Only 46 per cent of people have had a conversation with their employer about increasing their pay – despite 54 per cent feeling they are underpaid.
And it seems this reluctance is mainly down to our squeamishness over talking about money.
The poll of 2,000 workers revealed that a fifth of employees dread having to talk about pay or contracts – with 21 per cent admitting they are too nervous to ask for a pay review.
And one in five fear losing their job, according to the research by employment law specialists Slater & Gordon.
Others said they felt uncomfortable talking about money, thought it would make them appear ungrateful, or worried it would damage their relationship with their boss.
Deborah Casale, from Slater & Gordon, said: ‘A lot of people don’t have a trade union to fight their corner any more so they can easily find themselves being taken advantage of in the workplace.

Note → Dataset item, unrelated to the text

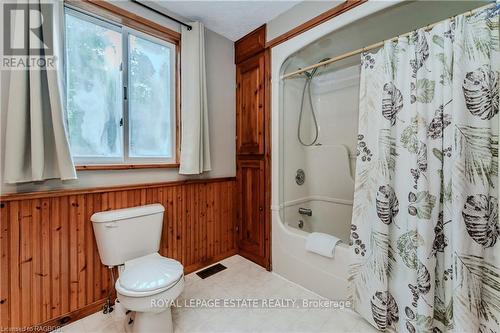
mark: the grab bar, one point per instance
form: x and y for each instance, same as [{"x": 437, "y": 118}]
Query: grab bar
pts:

'This research revealed that many people thought they were underpaid or paid less than colleagues who were doing the same role but felt too scared to have a conversation with their employer about their pay.
'Often people prefer not to talk about money and to be discreet about how much they earn but this can often leave them at a real disadvantage.
'We deal with a lot of cases every year where employees know they have been treated differently to colleagues with no justification as to why that decision has been taken.
'It’s key for people to feel that they can address issues around pay and benefits openly with their manager to prevent these discrepancies in treatment happening.'
The research identified a trend among employees to expect their managers to pay them a fair salary without them needing to ask or negotiate.
A third said they knew that their colleagues who did the same job as them but got paid more money.
A fifth said they would always assume that their managers treated them and their colleagues equally and only a quarter had ever instigated a conversation with colleagues on salary to gauge how fairly they were being paid.
Of those that knew their colleagues were paid more for doing the same job, just 36 per cent felt confident enough to raise the issues with their manager.
Thirteen per cent admitted they had lost their employment contract while 15 per cent said they had never been given one.
A quarter didn’t know if there were restrictive covenants in their contract and 21 per cent said they had no idea what their notice period was.